The opportunities of frontier AI come with risks that could threaten global stability and undermine human values. To seize the opportunities, the paper states that we must understand the capabilities and address the risks. The paper highlights, for example, the fact that alongside human research that could accelerate the progress of frontier AI (e.g. in the area of data efficiency), there is the prospect that AI systems themselves could accelerate AI progress (e.g. by creating synthetic training data, or writing code), with the result that we could develop very capable AI systems sooner than expected, with less time to prepare for the associated risks. The paper focuses on the evidence for AI risks.

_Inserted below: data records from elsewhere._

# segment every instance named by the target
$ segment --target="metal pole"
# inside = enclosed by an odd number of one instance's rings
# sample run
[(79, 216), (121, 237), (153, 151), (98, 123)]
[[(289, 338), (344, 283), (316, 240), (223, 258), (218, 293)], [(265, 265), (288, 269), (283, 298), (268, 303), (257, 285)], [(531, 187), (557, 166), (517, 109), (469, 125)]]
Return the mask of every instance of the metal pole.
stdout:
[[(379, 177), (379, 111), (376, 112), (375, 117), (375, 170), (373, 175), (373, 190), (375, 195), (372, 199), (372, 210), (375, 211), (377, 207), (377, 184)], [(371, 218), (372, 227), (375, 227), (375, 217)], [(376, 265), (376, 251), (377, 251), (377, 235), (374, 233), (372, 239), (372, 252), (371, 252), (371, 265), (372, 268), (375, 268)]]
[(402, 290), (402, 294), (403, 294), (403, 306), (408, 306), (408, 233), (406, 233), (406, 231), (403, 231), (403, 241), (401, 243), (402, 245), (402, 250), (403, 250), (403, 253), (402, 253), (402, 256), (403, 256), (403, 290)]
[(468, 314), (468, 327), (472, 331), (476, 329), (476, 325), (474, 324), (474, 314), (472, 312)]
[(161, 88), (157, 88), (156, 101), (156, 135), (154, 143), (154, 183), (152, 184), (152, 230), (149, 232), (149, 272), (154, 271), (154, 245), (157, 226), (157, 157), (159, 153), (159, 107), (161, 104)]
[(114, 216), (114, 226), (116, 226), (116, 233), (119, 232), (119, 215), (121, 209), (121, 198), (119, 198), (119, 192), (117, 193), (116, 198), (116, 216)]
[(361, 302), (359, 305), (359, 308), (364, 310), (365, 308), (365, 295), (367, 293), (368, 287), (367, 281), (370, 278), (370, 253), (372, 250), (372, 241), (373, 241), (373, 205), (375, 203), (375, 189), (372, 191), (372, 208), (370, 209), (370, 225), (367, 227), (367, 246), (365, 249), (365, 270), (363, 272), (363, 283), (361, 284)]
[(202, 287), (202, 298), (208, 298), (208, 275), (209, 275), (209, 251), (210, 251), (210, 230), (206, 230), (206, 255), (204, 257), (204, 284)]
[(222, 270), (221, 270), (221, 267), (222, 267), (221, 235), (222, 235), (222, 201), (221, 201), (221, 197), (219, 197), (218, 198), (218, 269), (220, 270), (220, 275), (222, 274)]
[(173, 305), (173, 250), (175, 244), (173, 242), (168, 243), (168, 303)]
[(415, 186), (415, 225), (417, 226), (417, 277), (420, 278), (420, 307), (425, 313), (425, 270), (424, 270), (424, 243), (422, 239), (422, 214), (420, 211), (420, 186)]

Frontier AI can perform economically useful tasks (e.g. write long sequences of computer code from natural language instructions, translate between multiple languages, summarise lengthy documents, explain why jokes are funny etc). These capabilities have practical application (e.g. to automate legal work or accelerate academic research). The limitations of frontier AI include the production of plausible but incorrect answers (“hallucinations”), lack of reliability on tasks that require long-term planning, or a large number of sequential steps and inability to understand context.

Frontier AI is already advancing, and will continue to advance in the future, with technological improvements to computing hardware, improvements in training algorithms which achieve the same performance with less computing power (“compute”) and data than in the past, increases in available data and the increasing use of post-training enhancements, AI agents, which involve a fraction of the cost of the training.

Looking first at cross-cutting risks, the paper states that it is difficult to design safe frontier AI or exhaustively evaluate all downstream use cases. Safeguards to prevent AI models from complying with harmful requests (e.g. designing a cyberattack) are not robust and can be bypassed by users and exploited. Safety testing and evaluation is ad hoc with, as yet, no established standards, scientific grounding or engineering best practices. This is exacerbated by the fact that frontier AI systems are said to be black boxes even to their developers who can observe their behaviour but have little understanding of the mechanisms that produce it. Since AI companies may not be directly impacted by the harms their systems cause, as in the case of carbon emissions, they may not be sufficiently incentivised to address all potential harms, particularly if it puts them at a competitive disadvantage.

Specific potential harms include societal harms such as AI-generated misinformation, AI negatively influencing our views or behaviour, labour market disruption, and AI containing and magnifying biases in the training data which could reflect societal and historical inequalities and stereotypes. Misuse risks include use for malicious purposes (e.g. development of biological or chemical weapons) and disinformation and deep fakes which are increasingly able to escape detection. The paper states that frontier AI is likely to significantly exacerbate existing cyber risks notwithstanding the fact that AI has many applications for improving cybersecurity.

Finally, the paper highlights loss of controls risks, suggesting that we are increasingly handing control over to misaligned AI systems (e.g. medical algorithms that misdiagnose patients or recommend incorrect prescriptions) often because they are still as, or more, effective than human decision-making or because they are cheaper than reintroducing human control. Future AI systems may have the disposition and the capability to reduce human control particularly due to the risk of unintended goals. One example of this is the potential for LLMs to predict people’s views which could be used for manipulation.

The paper points out in several places that experts disagree as to the magnitude of risk that AI advances that will pose. The paper’s key message therefore is the need further research. The Annex to the Paper summarises expert perspectives and the latest evidence on current and future capabilities of frontier AI systems, considers key uncertainties in Frontier AI development, the risks future systems might pose, and a range of potential scenarios for AI out to 2030 to support policymakers.